"Nha Trang, Vietnam" is Andreas Gursky at his best. Lady workers weave straw baskets and chairs on the floor of a vast factory. Their scattered presence coheres into a color scheme. The repetitious bland orange of uniform shirts and the sameness of a thousand opaque black ponytails swell to distraction. Long ropes of dried grass scattered on the floor divert and direct the gaze. Looking at "Nha Trang," I have an overwhelming sense of synesthesia: here, I not only see straw, but sense its scratch. I feel as though the picture were constructed like an Anselm Kiefer, with paint and straw shellacked to woodcut and photographic print.
Instead, of course, it is one elegant surface, divided into bands of activity by the black lines of electric lights. These lines are disorienting: they slice through any weaver in their path. The light changes—falsely—in each section. Moreover, these bands flatten out the picture plane despite a space that seems egregiously deep, despite the picture’s violent perspective and the suck of the black columned back to this room.
There is nothing relaxing about this composition, despite its order and the regularity of the frame. Gursky’s horror vacuii prevails. This picture does not look correct at any smaller size. It owns and activates every inch of its nine and a half feet. It is a step forward for Gursky. It combines his superb organizational capacity and his urge towards abstraction with his culturally satisfying tendency to describe international worldviews. At the same time, it is messy, strange, and out of control.
That’s it. There’s nothing else to look at at Matthew Marks. This is Gursky’s first solo show in New York since his major mid-career retrospective at the Museum of Modern Art in 2001. This show is, of course, disappointing. The retrospective revealed all of Gursky’s evolution: over the years, his colors became more saturated, people became less and less the point, and the dimensions of his prints seemed to emphasize his interest in form. The monumental scale of certain prints made sense in the context of an oeuvre that also included smaller prints: size became a choice rather than a rule. When Gursky chose huge, he meant it. His photographs demanded to be considered individually, rather than in the default serial format so common to photography.

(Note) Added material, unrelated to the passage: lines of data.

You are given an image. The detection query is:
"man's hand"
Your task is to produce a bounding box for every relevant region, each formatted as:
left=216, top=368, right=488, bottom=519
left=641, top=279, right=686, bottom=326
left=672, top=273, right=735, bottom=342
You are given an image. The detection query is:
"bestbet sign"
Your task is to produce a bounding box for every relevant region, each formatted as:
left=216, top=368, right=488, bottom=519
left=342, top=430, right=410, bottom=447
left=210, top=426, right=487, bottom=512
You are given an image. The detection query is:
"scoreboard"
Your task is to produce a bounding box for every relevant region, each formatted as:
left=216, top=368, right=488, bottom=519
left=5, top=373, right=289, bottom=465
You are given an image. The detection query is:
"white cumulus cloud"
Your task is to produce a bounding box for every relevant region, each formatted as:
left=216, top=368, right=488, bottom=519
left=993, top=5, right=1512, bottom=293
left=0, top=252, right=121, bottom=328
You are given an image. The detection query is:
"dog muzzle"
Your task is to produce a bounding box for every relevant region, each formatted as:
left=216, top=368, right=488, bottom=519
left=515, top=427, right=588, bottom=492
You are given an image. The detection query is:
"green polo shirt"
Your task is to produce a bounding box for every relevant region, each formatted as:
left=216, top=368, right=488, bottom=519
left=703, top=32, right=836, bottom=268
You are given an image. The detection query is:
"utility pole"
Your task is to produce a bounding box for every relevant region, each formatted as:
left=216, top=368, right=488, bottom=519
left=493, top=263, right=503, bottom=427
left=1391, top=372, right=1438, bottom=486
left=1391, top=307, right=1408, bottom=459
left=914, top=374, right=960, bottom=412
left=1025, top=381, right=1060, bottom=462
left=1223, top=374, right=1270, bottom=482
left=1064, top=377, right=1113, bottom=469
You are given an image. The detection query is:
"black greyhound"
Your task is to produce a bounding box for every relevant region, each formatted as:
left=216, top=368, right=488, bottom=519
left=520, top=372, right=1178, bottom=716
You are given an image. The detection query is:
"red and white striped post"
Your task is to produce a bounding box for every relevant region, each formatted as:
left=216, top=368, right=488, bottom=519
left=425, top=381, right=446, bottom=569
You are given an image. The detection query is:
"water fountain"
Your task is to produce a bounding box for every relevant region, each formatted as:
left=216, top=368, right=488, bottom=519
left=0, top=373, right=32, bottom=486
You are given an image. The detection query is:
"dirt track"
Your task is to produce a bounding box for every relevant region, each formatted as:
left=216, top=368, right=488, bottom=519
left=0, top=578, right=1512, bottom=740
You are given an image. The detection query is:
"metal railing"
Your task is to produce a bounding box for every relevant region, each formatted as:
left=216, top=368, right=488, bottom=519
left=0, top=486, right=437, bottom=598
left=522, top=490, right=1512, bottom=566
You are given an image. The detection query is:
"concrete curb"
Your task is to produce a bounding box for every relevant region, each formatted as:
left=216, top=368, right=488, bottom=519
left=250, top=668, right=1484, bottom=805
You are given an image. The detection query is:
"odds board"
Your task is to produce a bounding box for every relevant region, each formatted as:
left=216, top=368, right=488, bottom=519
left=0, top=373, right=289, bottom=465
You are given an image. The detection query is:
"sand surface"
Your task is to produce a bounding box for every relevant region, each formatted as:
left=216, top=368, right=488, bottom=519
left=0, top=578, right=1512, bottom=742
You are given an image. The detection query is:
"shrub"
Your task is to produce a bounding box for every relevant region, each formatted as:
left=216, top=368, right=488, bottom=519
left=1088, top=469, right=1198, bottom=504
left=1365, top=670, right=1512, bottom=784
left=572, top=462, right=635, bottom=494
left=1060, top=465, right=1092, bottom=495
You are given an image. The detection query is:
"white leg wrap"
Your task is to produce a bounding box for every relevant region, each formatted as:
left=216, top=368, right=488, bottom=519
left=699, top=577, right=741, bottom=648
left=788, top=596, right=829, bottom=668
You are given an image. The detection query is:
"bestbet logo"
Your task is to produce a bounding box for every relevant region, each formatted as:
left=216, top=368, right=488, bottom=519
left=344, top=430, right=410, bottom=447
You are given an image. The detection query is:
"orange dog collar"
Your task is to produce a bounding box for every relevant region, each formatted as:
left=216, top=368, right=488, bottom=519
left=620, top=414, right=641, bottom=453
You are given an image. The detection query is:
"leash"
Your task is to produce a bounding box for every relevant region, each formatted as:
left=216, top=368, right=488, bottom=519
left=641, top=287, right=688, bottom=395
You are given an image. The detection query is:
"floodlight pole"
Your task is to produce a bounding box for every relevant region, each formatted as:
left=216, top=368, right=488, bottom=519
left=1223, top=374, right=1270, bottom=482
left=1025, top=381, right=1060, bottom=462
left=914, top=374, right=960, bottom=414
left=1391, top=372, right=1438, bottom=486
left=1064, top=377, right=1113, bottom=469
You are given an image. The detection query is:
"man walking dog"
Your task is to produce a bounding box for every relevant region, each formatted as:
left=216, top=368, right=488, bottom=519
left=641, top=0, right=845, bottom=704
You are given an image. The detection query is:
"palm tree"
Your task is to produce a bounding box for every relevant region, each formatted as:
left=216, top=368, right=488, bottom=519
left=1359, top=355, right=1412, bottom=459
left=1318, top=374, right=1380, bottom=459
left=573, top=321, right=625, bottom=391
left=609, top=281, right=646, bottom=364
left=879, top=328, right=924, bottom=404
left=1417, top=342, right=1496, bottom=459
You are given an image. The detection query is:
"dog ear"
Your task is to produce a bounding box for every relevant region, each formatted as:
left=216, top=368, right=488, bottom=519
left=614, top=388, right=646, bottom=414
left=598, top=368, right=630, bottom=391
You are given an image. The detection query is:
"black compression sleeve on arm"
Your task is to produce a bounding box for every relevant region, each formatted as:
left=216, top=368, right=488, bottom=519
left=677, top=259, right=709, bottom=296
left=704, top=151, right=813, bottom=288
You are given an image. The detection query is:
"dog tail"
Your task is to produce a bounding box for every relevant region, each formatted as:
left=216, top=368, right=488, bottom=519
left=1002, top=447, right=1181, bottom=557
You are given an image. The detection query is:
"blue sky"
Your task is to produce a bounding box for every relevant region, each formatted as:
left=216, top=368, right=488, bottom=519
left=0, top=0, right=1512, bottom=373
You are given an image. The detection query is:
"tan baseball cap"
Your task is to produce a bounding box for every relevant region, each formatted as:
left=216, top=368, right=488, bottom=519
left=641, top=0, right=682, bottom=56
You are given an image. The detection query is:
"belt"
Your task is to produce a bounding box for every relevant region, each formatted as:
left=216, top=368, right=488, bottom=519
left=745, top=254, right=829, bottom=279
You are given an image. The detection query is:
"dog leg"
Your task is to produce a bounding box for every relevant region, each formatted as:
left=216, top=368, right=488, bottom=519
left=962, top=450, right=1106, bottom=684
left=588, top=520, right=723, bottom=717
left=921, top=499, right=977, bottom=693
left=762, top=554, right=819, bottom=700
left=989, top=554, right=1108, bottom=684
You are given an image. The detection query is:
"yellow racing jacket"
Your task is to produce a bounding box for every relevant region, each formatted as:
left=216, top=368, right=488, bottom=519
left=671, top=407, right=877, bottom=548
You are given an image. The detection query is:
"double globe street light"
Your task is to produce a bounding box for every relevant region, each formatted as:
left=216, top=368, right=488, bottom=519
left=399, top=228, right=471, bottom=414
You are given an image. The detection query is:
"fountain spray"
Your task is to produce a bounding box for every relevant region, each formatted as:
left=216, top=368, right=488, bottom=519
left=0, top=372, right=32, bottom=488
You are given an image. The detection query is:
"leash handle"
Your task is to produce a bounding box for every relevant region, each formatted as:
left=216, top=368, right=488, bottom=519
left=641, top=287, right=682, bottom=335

The pictures he shows at Matthew Marks seem like the gleanings of the last eight years. They are all over nine feet long, and that works to the detriment of some. "Dusselstrand" (1997), for example, is better online than in person: the print is too large to apprehend the diagonal underbelly of the horizontal stripes or its mesmerizing shifts in tone. "Rimini" (2003) shows infinite rows of beach umbrellas, grouped systematically by color. It is an ironic description of recreational space and a pleasant picture, but ridiculous at this size. "Stateville, Illinois" (2002) is a beautiful, eerie photograph of the inside of a prison, but its composition so precisely mirrors that of "Library," from 1999, that I wonder what it really contributes to Gursky’s process. In fact, the heavy white swell of "Library’s" ceiling and its extended length offer more formal enticements than "Stateville, Illinois," which boasts only certain details: the colors of uniforms through muddy glass, faces warped by the curve of the frame.
The only picture in this show that seems to offer some new structure is "PCF, Paris" (2003). It is constructed like a weave: small panels in a gray scale overlap to make both a checkerboard and a grand wheel of lights and darks. This picture is a pattern, first and last. Looking harder doesn’t make you think about what it is; it makes you see the relationships between the parts, which in effect, is what all great Gurskys do.